Throughout man’s evolution, we have needed to plan and calculate to live. Outsmarting saber tooth tigers, tracking the path of the buffalo for food, plotting safe travel routes and planning for weather to grow crops are just a few life threatening circumstances humans have had to navigate in order to survive.
In the United States and many other countries our lives are very different, now. Although we have stressful things we deal with, its rarely based on survival. Being late for work or having money challenges is usually not life threatening. We have grocery and clothing stores, transportation and safe travel routes set up for us. This is really good news for us, but that survival program is still running. It is running through the “what if” scenarios and focuses on fear and anxiety. Creating apprehension towards perceived events. In other words: worry.
These are stories we make up in our heads. There a lots of names out there for this phenomenon. Monkey mind, mental chatter and busy mind are just a few. You all know what I’m referring to, right?
GAD is supported by the false belief that we are at the whim of our mind, or we don’t have any control over where our thoughts go. Not true. If our brain is the computer, who is the programmer? YOU. Your higher Self, the emotional intelligent self, your intuitive self. The brain is ego and 3 dimensionally based – but you, the programmer, are bigger than the ego.

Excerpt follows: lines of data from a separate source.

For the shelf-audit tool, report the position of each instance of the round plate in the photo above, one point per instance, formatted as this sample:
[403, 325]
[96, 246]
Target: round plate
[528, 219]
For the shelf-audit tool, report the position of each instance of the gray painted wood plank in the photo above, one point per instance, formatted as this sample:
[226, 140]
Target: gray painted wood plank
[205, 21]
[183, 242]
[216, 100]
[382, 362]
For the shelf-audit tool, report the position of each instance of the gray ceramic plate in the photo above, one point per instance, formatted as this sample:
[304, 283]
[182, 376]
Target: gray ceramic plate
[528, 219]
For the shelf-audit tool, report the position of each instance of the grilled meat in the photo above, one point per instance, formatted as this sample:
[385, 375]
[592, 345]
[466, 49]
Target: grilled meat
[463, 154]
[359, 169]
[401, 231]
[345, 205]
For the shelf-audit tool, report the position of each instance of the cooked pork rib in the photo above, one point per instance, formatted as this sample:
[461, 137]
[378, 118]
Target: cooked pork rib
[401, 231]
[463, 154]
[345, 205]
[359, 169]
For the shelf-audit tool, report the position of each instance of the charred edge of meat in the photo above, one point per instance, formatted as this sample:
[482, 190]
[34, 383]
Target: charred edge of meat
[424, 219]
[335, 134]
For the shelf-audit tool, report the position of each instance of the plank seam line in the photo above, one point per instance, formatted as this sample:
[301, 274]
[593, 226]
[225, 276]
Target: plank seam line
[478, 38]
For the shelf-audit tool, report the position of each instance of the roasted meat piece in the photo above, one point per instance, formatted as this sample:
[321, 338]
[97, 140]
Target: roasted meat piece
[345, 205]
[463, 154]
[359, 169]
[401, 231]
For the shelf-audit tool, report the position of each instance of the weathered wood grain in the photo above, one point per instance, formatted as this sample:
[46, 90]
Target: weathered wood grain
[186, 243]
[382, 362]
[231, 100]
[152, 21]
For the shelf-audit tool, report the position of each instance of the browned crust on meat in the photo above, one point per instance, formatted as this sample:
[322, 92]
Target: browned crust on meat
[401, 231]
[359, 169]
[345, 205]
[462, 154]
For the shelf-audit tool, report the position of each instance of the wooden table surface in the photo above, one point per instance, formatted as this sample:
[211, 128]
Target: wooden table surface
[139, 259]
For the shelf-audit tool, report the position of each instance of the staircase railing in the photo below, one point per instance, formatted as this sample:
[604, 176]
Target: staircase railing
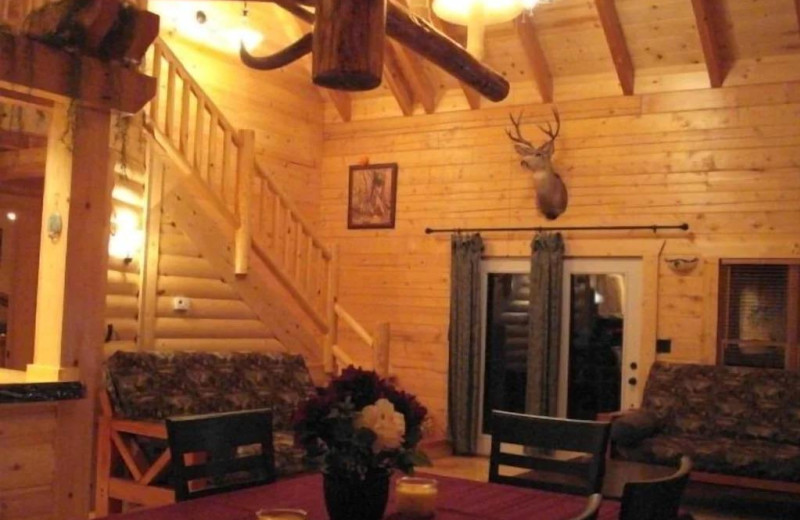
[185, 120]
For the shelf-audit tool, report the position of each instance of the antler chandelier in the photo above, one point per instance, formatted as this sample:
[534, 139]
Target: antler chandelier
[347, 45]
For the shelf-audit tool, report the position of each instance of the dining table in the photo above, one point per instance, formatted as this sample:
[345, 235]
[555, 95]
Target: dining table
[458, 499]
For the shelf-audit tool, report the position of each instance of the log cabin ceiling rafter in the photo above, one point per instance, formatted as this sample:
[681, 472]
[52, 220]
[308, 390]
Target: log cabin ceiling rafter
[294, 29]
[473, 98]
[536, 57]
[710, 29]
[609, 19]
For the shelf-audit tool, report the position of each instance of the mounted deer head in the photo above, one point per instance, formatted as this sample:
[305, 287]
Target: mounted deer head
[551, 193]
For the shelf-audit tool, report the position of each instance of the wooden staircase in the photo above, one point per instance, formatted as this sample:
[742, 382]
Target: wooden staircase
[244, 223]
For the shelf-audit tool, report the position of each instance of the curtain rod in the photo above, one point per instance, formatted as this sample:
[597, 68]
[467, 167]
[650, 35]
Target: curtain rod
[654, 228]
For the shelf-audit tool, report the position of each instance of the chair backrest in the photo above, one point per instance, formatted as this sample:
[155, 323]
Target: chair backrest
[563, 455]
[216, 463]
[592, 508]
[658, 499]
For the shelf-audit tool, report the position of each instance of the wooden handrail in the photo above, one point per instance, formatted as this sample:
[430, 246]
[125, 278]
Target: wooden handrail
[286, 201]
[353, 324]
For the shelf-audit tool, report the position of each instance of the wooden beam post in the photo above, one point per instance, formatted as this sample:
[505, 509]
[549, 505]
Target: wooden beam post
[71, 293]
[609, 19]
[148, 278]
[709, 27]
[348, 43]
[538, 61]
[244, 187]
[332, 295]
[380, 349]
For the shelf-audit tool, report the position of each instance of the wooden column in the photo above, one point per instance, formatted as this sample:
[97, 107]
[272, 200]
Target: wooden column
[72, 289]
[244, 177]
[380, 349]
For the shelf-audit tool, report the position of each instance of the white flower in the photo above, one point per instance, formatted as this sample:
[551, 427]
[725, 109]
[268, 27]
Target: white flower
[388, 425]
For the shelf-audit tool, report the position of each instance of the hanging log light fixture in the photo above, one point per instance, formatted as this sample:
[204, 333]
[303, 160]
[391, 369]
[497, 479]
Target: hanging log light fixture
[347, 46]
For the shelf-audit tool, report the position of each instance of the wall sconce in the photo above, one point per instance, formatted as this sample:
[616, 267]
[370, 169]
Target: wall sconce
[681, 265]
[126, 237]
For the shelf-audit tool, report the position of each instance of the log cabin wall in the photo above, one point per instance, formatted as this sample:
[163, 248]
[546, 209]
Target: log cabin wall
[726, 161]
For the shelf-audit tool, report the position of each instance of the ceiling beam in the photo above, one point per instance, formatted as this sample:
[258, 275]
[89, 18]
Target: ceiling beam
[536, 58]
[709, 27]
[609, 19]
[294, 30]
[50, 78]
[416, 77]
[396, 82]
[473, 97]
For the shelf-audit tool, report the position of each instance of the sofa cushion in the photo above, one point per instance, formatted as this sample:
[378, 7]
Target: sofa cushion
[632, 427]
[735, 402]
[748, 458]
[157, 385]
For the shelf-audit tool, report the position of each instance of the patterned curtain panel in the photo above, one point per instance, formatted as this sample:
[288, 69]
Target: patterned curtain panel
[547, 266]
[465, 347]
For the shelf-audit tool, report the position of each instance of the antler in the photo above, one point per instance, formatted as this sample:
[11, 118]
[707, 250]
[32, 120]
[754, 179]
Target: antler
[518, 138]
[549, 131]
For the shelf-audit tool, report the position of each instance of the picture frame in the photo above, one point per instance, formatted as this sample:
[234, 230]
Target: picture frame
[372, 196]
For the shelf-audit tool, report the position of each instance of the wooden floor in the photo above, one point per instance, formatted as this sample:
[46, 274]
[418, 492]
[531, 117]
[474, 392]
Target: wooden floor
[704, 501]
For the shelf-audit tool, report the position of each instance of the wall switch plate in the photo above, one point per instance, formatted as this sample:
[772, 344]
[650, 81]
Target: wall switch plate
[181, 304]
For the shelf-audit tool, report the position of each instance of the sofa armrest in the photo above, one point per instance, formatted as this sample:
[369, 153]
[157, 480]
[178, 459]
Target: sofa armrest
[633, 426]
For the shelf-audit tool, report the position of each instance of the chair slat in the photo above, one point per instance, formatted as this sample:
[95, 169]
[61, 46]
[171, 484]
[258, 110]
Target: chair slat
[216, 437]
[536, 437]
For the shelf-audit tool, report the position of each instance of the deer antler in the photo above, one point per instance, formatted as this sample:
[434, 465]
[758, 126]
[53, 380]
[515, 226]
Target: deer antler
[549, 131]
[518, 138]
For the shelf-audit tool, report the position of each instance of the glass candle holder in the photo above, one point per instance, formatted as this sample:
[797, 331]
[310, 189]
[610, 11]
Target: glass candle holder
[281, 514]
[416, 497]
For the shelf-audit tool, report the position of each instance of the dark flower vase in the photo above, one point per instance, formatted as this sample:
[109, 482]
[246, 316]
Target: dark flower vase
[348, 498]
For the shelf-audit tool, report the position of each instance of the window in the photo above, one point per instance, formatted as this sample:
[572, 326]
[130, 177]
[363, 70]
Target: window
[759, 310]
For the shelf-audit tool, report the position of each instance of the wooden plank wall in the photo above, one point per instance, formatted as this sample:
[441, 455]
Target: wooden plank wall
[218, 319]
[282, 108]
[726, 161]
[27, 437]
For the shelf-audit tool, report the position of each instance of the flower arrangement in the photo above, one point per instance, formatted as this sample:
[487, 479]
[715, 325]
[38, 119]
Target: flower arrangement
[361, 425]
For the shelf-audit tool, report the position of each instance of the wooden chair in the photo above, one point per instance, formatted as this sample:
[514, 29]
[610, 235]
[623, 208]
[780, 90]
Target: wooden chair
[658, 499]
[592, 508]
[553, 454]
[211, 441]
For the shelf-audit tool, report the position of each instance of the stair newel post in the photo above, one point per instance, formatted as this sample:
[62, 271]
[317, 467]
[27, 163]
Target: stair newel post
[332, 337]
[244, 177]
[380, 349]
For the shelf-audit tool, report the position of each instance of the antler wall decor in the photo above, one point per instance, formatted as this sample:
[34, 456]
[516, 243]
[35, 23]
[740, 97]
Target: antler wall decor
[348, 40]
[551, 193]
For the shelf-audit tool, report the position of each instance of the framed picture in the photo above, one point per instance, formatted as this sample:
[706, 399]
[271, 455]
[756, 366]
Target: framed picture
[372, 196]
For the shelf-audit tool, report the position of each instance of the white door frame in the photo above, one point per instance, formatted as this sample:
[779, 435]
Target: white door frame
[520, 265]
[631, 269]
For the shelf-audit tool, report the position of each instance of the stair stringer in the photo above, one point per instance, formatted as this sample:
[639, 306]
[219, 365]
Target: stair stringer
[188, 202]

So, good news! You are not at the mercy of your mind, but it takes effort and vigilance to master the direction of your thoughts.
Here's a strategy.
Ask yourself, am I viewing this situation from fear or love? It’s our story and we choose the viewpoint. Actively choose love. In other words, positive/affirming outcomes not worst case scenarios. Both can be true, which one do you want to feed?

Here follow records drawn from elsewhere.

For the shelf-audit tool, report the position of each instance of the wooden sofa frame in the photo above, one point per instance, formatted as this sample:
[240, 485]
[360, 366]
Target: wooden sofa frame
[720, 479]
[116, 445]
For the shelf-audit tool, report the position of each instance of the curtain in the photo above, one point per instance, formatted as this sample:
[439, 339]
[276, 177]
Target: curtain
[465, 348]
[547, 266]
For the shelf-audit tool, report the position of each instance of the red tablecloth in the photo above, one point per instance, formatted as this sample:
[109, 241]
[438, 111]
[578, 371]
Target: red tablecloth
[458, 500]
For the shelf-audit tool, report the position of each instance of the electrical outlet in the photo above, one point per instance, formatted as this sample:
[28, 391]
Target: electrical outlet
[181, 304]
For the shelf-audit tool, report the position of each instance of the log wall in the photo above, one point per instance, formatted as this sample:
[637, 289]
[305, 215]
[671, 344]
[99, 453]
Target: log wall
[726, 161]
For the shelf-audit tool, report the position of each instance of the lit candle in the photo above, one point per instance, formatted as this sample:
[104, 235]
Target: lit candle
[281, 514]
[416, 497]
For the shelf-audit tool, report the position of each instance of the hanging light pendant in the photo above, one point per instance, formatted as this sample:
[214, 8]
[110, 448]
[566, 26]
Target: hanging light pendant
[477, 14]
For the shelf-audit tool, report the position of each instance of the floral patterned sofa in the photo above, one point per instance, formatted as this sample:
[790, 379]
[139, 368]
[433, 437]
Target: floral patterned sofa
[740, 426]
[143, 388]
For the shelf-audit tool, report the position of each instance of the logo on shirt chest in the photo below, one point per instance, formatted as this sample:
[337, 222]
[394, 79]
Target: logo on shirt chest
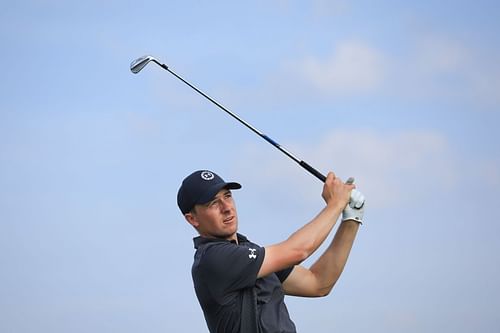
[252, 254]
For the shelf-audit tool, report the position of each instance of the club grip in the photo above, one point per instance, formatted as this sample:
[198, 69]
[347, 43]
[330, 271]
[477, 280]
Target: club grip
[313, 171]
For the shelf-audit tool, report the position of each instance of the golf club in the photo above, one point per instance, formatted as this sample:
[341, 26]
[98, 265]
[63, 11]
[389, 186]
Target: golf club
[137, 65]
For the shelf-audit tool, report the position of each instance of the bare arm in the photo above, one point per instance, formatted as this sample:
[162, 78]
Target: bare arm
[302, 243]
[321, 277]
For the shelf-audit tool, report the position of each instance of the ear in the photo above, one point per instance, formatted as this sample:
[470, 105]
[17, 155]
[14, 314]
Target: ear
[191, 219]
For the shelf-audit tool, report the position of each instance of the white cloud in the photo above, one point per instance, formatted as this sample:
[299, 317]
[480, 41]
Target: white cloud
[353, 67]
[390, 168]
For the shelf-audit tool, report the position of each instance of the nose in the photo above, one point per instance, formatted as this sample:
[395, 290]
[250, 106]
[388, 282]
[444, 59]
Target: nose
[225, 204]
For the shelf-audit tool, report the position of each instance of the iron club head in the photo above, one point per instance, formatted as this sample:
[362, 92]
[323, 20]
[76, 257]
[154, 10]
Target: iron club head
[138, 64]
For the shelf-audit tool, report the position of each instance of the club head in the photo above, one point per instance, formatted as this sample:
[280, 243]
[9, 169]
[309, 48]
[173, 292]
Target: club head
[138, 64]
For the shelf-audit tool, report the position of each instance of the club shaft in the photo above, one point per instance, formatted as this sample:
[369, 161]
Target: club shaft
[302, 163]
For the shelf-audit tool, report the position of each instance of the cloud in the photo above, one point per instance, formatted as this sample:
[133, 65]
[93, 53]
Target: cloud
[390, 168]
[431, 66]
[351, 68]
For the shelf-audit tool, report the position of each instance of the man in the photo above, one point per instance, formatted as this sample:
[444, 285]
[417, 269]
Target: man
[241, 285]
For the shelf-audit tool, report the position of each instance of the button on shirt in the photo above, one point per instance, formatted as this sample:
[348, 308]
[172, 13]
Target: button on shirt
[221, 270]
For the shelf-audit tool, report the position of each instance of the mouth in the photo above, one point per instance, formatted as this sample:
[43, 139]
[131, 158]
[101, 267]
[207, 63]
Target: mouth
[228, 220]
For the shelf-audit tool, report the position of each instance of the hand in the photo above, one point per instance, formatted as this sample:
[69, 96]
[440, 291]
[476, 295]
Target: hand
[356, 207]
[336, 192]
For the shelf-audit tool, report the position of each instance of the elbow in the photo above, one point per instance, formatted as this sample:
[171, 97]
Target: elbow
[324, 291]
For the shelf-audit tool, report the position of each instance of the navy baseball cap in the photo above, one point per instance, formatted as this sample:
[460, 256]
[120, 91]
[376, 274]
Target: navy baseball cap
[199, 188]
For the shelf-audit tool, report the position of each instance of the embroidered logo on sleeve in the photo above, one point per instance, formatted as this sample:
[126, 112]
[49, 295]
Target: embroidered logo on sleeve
[252, 254]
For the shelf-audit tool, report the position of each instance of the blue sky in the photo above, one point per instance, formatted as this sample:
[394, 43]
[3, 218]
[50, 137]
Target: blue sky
[404, 97]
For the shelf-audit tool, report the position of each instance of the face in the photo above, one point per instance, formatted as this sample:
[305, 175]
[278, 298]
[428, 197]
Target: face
[217, 218]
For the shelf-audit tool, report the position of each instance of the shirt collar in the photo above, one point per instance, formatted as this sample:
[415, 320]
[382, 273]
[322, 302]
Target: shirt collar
[200, 240]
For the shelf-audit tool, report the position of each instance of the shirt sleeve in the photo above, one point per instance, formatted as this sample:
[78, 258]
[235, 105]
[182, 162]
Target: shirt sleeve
[229, 267]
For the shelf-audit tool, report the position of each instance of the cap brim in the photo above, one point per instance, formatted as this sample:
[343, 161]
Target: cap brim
[212, 192]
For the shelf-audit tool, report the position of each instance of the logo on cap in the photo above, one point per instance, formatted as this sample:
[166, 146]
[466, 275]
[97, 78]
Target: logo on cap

When you are in the story of fear and worst case scenario in your head, STOP the thought process for a minute and do a realistic check in. . . Am I in immediate danger? Is anybody hurt right now? Do I have a roof over my head tonite? Etc. Address the issue that is making you anxious. Most often the answers are that you are safe and good. That alone reduces the anxiety. I use this all the time when I feel anxious. Whether it was the fear of the unknown after my recent divorce, or my car breaking down on a busy freeway with two young children and no phone with us. The answers are always, “You are OK.”
Trust that you have what it takes to negotiate your life. Take responsibility for where your mind is going and what program is running currently. No one can do that for you because it is your thoughts. This is what you call an inside job.
Let's work together to stay present, peaceful, and in love with life.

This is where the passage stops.